Os três grupos agiam clandestinamente, não foram reconhecidos pelos britânicos, os quais eram os mandatários na região, conforme a divisão feita com a França, após a guerra. Quando alguém diz que os palestinos são terroristas e não têm legitimidade, é preciso explicar como fica o caso dos judeus, como esses dos três grupos, igualmente terroristas, que faziam resistência (ou “proteção”), como a ala militar do Hamas faz hoje (o Hamas é mais complexo do que simplesmente um grupo terrorista). Não podemos adotar dois pesos e duas medidas nessas questões; nem como cristãos, nem como especialistas no conflito.
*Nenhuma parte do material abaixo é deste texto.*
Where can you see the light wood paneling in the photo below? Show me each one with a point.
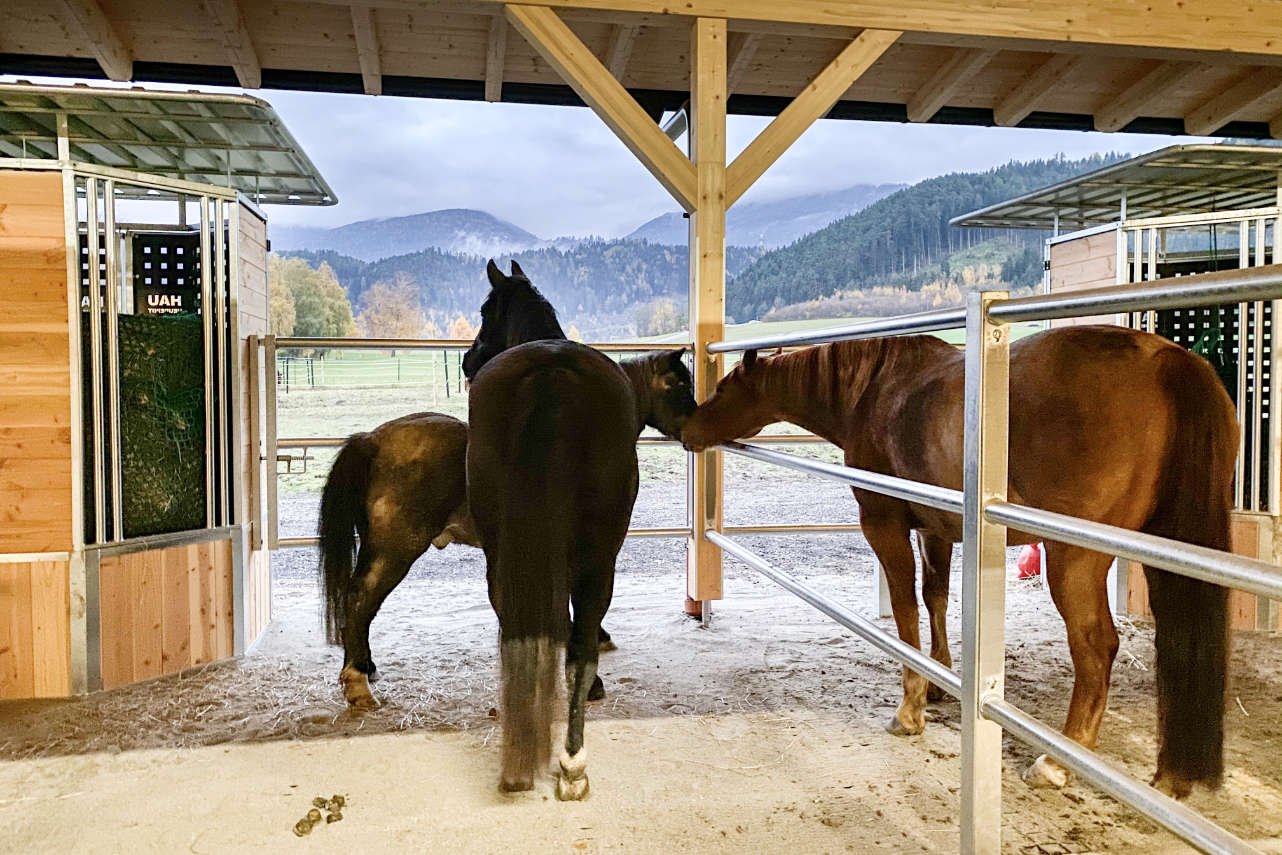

Menachem Begin transitava entre dois desses grupos. Depois se tornou o sexto primeiro-ministro de Israel, em maio de 1977; recebeu o Nobel da Paz, assim como o egípcio Yasser Arafat, o “grande líder do povo palestino”. Ironia da História.
Observando-se a perspectiva histórica (o prof. Franklin é graduado na disciplina), a OLP e o Fatah de Arafat (“antigamente” terroristas) e o Irgun (por exemplo), também terrorista, vê-se que todos “mudaram” o comportamento. O Irgun forneceu seus membros ao que hoje é o Partido Likud, de outro soldado, o falecido Ariel Sharon, e de Benjamin Netanyahu. O Likud é hoje “legítimo”, não é?! Assim, historicamente, antigos terroristas transmutam-se em partidos políticos, quando suas causas são legítimas (e nacionalistas).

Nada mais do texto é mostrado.